Yapılan araştırma Türkiye’deki ulusal gazeteler içersinden farklı yayın politikasını uygulayan ve farklı ideolojilere sahip gazeteler olan Cumhuriyet, Hürriyet ve Zaman gazeteleri üzerinde gerçekleştirilmiştir. Bu seçim yapılırken özellikle kurumsal imajları açısından farklı ideolojiler sergileyen ve bunları haber içeriklerine yansıtan gazeteler seçilmiştir. Ayrıca yayın politikasının farklılığının önyargılı haberlere sebep olabildiğinin araştırılması açısından örneklem bu gazeteler ile sınırlandırılmıştır.

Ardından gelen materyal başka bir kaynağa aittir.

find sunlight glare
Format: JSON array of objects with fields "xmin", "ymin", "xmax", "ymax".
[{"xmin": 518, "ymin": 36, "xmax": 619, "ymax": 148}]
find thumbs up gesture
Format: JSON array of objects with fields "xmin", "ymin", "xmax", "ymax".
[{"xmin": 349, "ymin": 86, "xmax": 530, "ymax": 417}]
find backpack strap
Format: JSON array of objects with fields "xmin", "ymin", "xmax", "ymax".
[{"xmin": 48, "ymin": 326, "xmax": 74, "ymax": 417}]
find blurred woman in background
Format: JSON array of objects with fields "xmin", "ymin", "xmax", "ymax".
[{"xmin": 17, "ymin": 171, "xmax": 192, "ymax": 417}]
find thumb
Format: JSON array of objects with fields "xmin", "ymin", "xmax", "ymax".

Aynı zamanda araştırma 1 Aralık 2007 – 31 Aralık 2007 tarihleri arasında yayınlanan bu gazetelerin her bir nüshasının birinci sayfaları ile sınırlı tutulmuştur. Birinci sayfalarının araştırılmasının en önemli nedeni gazetelerin en önemli haberlerini bu sayfadan okuyucuya ulaştırmaları ve gazete kuruluşlarının kendi kurumsal yapıları ile ilgili en çok bilgiye bu sayfadan ulaşılmasından kaynaklanmaktadır. Ayrıca birinci sayfa okuyucular tarafından da en çok takip edilen ve ilk aşamada ilgi uyanmasına sebep olan sayfadır. Araştırmanın gerçekleştirilmesi için aralık ayının seçilmesinde ise kasıtlı bir zaman dilimi olarak değerlendirme olmamakla birlikte medya kuruluşlarının çoğunun aralık ayı içersinde yılın bitecek olmasından kaynaklanan sene içersinde yaşanan ve kaleme alınan haberlerin bir özetini sunabilmesi açısından önemli bir noktayı içermektedir.

Örneklem olarak seçilen gazetelerin diğer ulusal gazeteler arasındaki benzerleri açısından temsil niteliği üstlenmesi ve sonuçlarının genellenebilir olması açısından araştırmada kullanılacak materyallerin bu gazeteler olmasından yana tercih yapılmıştır.